Financial management is easy enough for one person, but if you have a new partner or spouse, or have recently entered into a common-law relationship, there are new financial considerations you should be aware of. From simple budgeting changes to long-term family investments, Provincial Credit Union knows that a new family means new financial concerns.
An important step in integrating your finances is establishing joint accounts. A joint chequing account can cover shared expenses like rent, utilities and automotive costs. Supporting this account with a jointly held credit card can make unexpected expenses that affect you both much easier to handle. With any joint account you should both agree beforehand what the account is for and how much money each of you is able and expected to contribute.
Keep in mind that it's still important for you both to maintain your credit ratings as individuals. Keep your own accounts and credit cards for personal expenditures. You don't want your partner deducing what his or her anniversary present is from a monthly statement on a joint account!
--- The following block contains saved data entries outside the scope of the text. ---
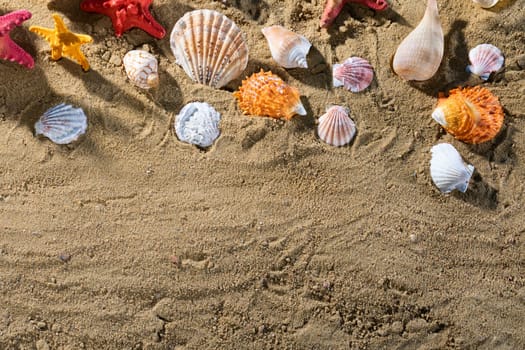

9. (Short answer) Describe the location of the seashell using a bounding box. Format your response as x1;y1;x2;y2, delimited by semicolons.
392;0;443;81
123;50;159;89
430;143;474;193
472;0;499;8
233;69;307;120
317;106;356;147
174;102;221;148
333;57;374;92
170;9;249;89
35;103;87;144
261;25;311;69
432;86;504;144
466;44;504;81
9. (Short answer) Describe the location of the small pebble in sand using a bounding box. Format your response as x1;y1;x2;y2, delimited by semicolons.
58;252;71;263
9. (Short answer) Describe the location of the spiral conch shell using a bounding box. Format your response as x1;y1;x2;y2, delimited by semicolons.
431;86;504;144
261;25;311;69
170;9;249;88
472;0;499;8
392;0;443;81
233;70;307;120
123;50;159;89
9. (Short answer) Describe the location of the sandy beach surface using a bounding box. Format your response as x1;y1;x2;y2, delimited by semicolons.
1;0;524;348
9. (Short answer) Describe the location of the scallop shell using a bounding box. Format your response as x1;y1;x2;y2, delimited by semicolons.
170;9;249;88
392;0;443;81
317;106;356;147
466;44;504;80
123;50;159;89
233;70;307;120
430;143;474;193
261;25;311;69
174;102;221;148
333;57;374;92
432;86;504;144
35;104;87;144
472;0;499;8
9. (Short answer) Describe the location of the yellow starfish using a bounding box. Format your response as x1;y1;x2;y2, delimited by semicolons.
30;14;93;71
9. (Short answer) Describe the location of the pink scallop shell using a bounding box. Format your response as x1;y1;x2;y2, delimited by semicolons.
317;106;356;147
467;44;504;81
332;57;374;92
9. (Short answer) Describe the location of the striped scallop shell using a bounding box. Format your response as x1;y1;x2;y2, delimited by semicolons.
175;102;221;148
261;25;311;68
233;70;306;120
317;106;356;147
35;103;87;144
431;86;503;144
123;50;159;89
467;44;504;80
430;143;474;193
333;57;374;92
170;9;249;88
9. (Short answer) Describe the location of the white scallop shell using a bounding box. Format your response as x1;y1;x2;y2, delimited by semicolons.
35;103;87;144
175;102;221;148
261;25;311;69
333;57;374;92
170;9;249;88
318;106;356;147
430;143;474;193
466;44;504;80
472;0;499;8
123;50;159;89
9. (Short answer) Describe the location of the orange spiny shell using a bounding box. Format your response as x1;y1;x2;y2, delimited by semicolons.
233;69;306;120
431;86;504;144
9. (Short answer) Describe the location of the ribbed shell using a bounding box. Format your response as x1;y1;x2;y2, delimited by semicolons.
467;44;504;80
170;9;249;88
333;57;374;92
472;0;499;8
431;86;504;144
233;70;307;120
35;103;87;144
261;25;311;69
123;50;159;89
317;106;356;147
430;143;474;193
174;102;221;148
392;0;443;81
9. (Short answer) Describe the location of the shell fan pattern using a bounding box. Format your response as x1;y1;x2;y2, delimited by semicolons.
35;103;88;145
467;44;504;81
175;102;221;148
430;143;474;193
333;57;374;92
317;106;356;147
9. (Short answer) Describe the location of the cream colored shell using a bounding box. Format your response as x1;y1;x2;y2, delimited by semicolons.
261;25;311;69
123;50;159;89
472;0;499;8
170;9;249;88
392;0;443;81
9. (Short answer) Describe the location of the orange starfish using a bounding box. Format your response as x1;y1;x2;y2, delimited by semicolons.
30;14;93;71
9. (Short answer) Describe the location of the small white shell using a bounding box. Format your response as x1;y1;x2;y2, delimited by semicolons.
261;25;311;69
333;57;374;92
35;104;87;144
170;9;249;88
175;102;221;148
123;50;159;89
430;143;474;193
472;0;499;8
317;106;356;147
467;44;504;80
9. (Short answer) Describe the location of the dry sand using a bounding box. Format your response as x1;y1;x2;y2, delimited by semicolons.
1;0;524;348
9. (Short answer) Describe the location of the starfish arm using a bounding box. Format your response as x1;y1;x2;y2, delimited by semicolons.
62;46;90;71
0;36;34;68
129;10;166;39
353;0;389;11
76;34;94;44
320;0;345;28
0;10;32;36
29;26;56;43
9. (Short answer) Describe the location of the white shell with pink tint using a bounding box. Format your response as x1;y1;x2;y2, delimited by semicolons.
332;57;374;92
467;44;504;80
317;106;356;147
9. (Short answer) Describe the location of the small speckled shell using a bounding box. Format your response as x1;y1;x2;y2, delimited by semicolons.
123;50;159;89
35;103;87;144
467;44;504;80
333;57;374;92
317;106;356;146
261;25;311;68
233;70;306;120
174;102;221;148
430;143;474;193
431;86;503;144
170;9;249;88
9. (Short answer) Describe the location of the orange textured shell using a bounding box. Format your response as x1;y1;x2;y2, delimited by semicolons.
435;86;503;144
233;70;303;120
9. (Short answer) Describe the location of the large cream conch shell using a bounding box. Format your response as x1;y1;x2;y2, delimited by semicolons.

In some ways, budgeting for two can be easier than budgeting for one. Fixed living expenses can be paid out of a joint account, and, with both of you making regular contributions, you may even find the account accumulating money over time. In any case, it's especially important for partners with joint accounts to budget carefully and discuss their finances regularly. An open, honest approach will prevent any hard feelings, especially if one partner earns significantly more than the other.
You and your partner should definitely make long-term investment plans together. If you have children or are planning to have children in the future, you may want to consider starting an education fund. Also, by planning your RRSP contributions together you can maximize the tax benefits for both of you. Spousal RRSP contributions can protect more of your income from taxation and help both of you retire more comfortably.